18 Jul July in the garden: Get in shape for the holidays!
July, in recent years, has seemed rather disappointing… dull days and rain at what should be the height of summer. But this week is set to be a scorcher, and my mind is wandering ahead to the summer holidays.
But before I go away there are some important jobs still to do, so that I won’t come home to the garden misery that is dying plants, a brown lawn and spoiled fruit and veg.
Although it’s not the done thing to water your lawn these days, you can help yourself by mowing it just before you go, but with the blades set higher than earlier in the season – this will help it to stay green without watering, although dry weather will slow down lawn growth anyway. Even in much drier weather, try to mow once a week to prevent weeds from colonising, setting seed and causing havoc.

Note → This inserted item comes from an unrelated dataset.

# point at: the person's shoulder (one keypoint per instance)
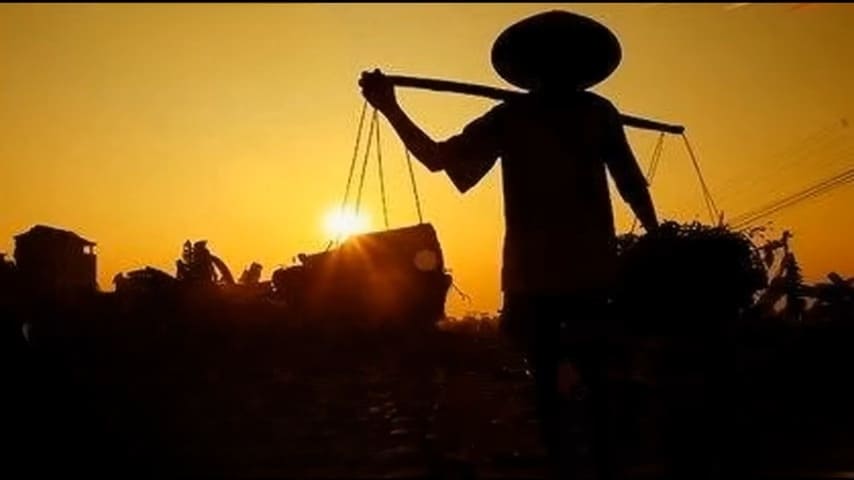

Encourage the plants you have to work harder for you by regular deadheading and feeding – roses, perennials, bedding and annuals. Cut back perennials by half and if you’re lucky a fresh new flush will make an appearance in a few weeks time. Same goes for clearing away untidy old foliage of earlier flowering perennials, such as peonies, which may well have a covering of white powdery mildew by now. A good liquid lunch and there should be some nice new foliage to set off the later summer flowers.

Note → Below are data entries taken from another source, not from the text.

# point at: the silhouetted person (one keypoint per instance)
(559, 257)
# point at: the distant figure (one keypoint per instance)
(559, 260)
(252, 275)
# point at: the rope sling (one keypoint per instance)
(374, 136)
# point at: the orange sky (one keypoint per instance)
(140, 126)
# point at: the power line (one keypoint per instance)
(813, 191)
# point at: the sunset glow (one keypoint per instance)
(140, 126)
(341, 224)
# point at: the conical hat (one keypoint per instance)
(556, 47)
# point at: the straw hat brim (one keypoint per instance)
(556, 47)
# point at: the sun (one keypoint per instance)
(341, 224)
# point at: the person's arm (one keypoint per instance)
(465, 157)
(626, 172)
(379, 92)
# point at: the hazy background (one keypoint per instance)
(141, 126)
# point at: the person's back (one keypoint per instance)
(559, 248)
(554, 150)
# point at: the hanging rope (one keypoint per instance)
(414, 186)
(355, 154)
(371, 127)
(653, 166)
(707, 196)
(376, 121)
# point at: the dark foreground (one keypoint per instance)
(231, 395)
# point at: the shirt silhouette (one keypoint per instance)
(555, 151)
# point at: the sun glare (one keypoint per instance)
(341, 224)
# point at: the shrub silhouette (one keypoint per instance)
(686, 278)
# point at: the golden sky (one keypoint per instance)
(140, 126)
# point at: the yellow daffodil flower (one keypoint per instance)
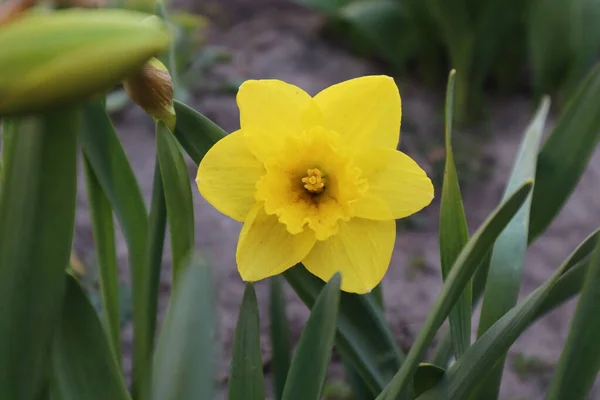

And don’t forget container plants – at their peak right now, but undoubtedly the most vulnerable to a fortnight’s neglect. If there’s no friendly neighbour to visit while you’re away and no fancy irrigation system set up, at the very least soak them and move them into the shade. And, if you’re conscious of security, a pretty good tip is not to display containers in the front garden – dying pot plants in an otherwise well kept garden can make it pretty obvious the owners aren’t home!
Bed and border plants should now be well established meaning weeds are (hopefully) becoming squeezed out… however, get all weeding up to date – you can’t ask your neighbour to do everything! (If you were good and mulched them in the spring you’ll be in even better shape).

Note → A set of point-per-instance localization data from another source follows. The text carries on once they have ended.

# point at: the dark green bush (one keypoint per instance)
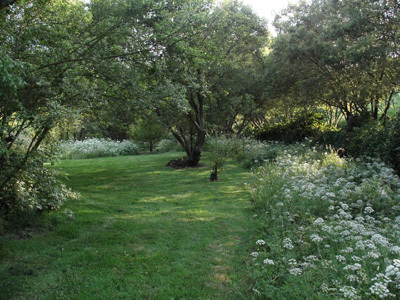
(33, 190)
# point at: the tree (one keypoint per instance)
(35, 37)
(148, 130)
(200, 44)
(343, 54)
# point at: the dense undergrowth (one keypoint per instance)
(328, 227)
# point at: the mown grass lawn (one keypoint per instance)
(141, 231)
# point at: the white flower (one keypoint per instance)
(316, 238)
(349, 292)
(341, 258)
(368, 210)
(380, 290)
(287, 243)
(295, 271)
(255, 254)
(269, 262)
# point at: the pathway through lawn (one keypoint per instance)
(141, 231)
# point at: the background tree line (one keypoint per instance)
(194, 68)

And, as for the kitchen garden, we’ve just had our first crop of tender dwarf beans, and I don’t want the rest to wither and waste while I’m away – I’ll be harvesting and freezing all that I can before I go to encourage more for when I’m back. And I really should find the time to prune my old plum tree. Prone to silver leaf disease, spread by rainy, windy conditions, midsummer is the optimum time for getting it back into shape. It’s also a good time to thin out the fruit on our two young apple trees, reducing the risk of coming home to lots of fallen fruit and split branches.
After all this work I think I’ll deserve that sun lounger… Happy holidays!